A THEATRE, cinema and hotel could be built as part of a £30m redevelopment of award-winning Beamish Museum.

Consultants have drawn up a five-year blueprint aimed at boosting visitor numbers to the North-East heritage museum site, as well as creating 380 jobs.

About 320,000 people visit the museum a year at the moment, but the new plan, The Prospect of Beamish, is aimed at increasing the annual attendance to about half-a-million.

New facilities suggested by specialists Prince Research Consultants (PRC) include an enlarged reception/visitor centre, an interactive area, further exhibition space, and an expansion of the Town Street site with a theatre, cinema and restaurant, plus a "warts-and-all" slum area, all set in the year 1913.

Further new features for the 300-acre site, near Stanley, County Durham, include a Beamish Wild educational centre, and Hands-On Beamish, a small centre dedicated to exploring the science behind some of the exhibits.

A transport service to supplement the existing tramways would be introduced at peak times.

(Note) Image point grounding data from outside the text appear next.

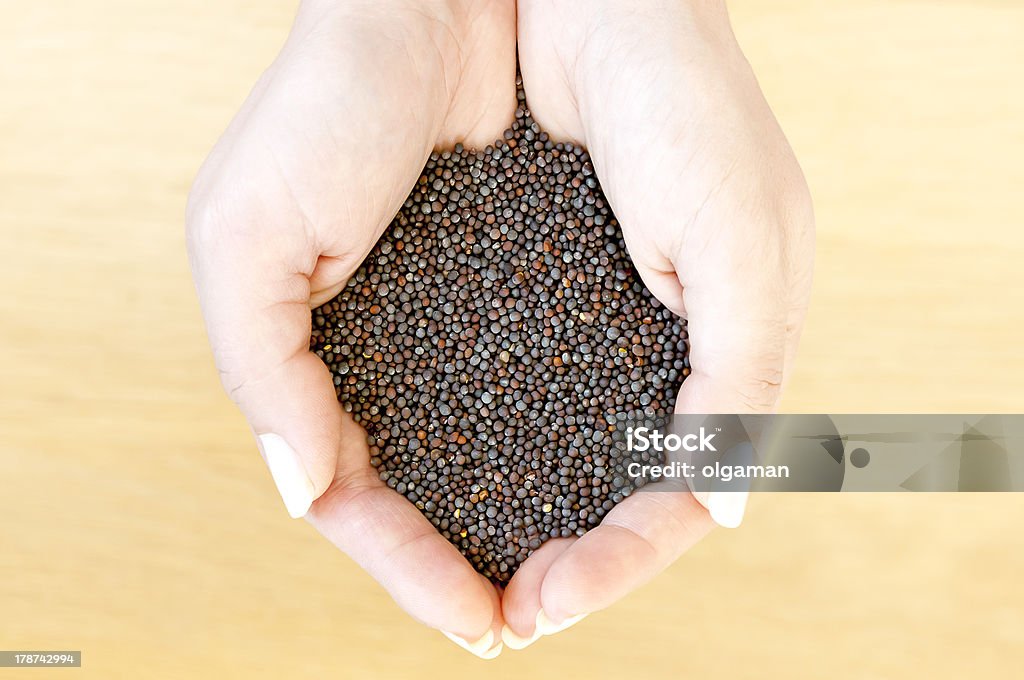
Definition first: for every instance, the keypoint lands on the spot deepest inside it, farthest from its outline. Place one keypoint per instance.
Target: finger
(638, 539)
(521, 600)
(397, 546)
(254, 291)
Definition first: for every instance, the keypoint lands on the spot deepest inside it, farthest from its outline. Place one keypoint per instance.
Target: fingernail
(548, 627)
(514, 641)
(481, 647)
(727, 508)
(289, 474)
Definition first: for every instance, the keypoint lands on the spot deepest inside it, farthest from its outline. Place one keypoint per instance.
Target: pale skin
(713, 206)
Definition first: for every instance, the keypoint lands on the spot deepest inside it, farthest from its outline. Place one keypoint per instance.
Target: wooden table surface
(138, 524)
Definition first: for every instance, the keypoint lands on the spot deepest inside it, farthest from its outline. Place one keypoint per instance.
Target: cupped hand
(716, 215)
(293, 197)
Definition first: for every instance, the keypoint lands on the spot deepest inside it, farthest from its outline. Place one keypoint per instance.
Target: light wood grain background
(138, 524)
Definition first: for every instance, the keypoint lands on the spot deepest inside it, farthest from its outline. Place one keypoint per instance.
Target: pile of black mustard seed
(488, 340)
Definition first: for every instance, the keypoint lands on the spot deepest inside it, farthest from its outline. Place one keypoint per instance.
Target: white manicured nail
(727, 508)
(481, 647)
(289, 474)
(514, 641)
(548, 627)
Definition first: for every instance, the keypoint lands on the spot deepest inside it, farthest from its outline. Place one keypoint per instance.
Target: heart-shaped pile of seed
(489, 339)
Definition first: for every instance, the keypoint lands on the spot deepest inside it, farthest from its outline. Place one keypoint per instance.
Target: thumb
(253, 286)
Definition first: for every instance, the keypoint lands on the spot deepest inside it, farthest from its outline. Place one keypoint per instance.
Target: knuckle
(760, 393)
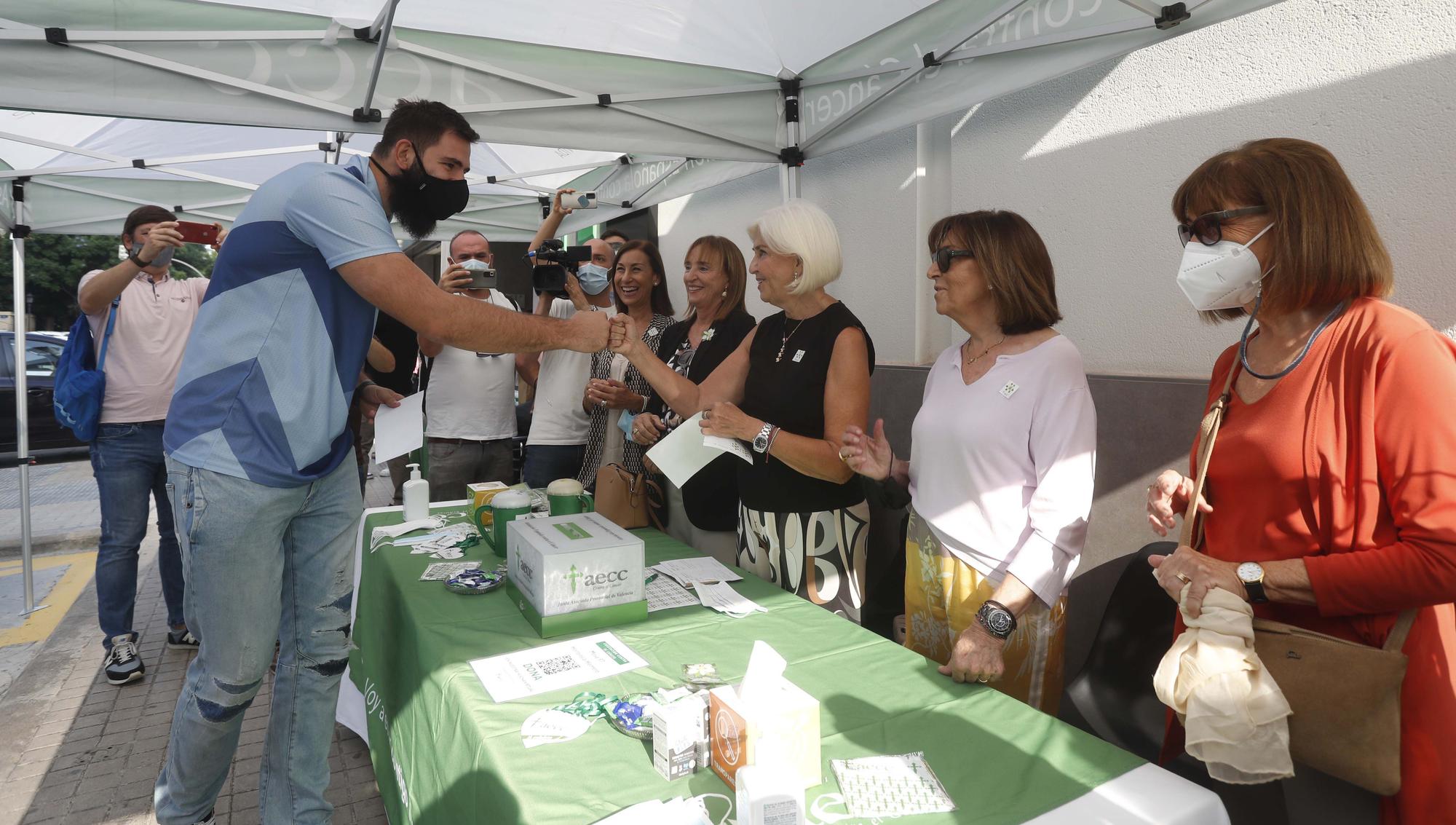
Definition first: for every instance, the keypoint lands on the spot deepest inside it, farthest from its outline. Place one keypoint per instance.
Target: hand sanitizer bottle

Other proposals include an on-site hotel, with up to 300 beds, alongside the expanded car park, capable of taking up to 2,000 cars and 50 coaches.

Cash could come from the EU, the Heritage Lottery Fund, plus central and local government.

The consultants aim to build on what Beamish has done well over its 30-plus year history, giving a snapshot interpretation of the region as it was in the 1820s and in 1913.

PRC said Beamish's mission is: "To present, in a dynamic museum, the social history of the people of the North-East of England, and to ensure that visitors are engaged, informed, entertained, educated and become our best advocate".

A detailed feasibility study will be carried out before the governing committee decide to act on any of the recommendations.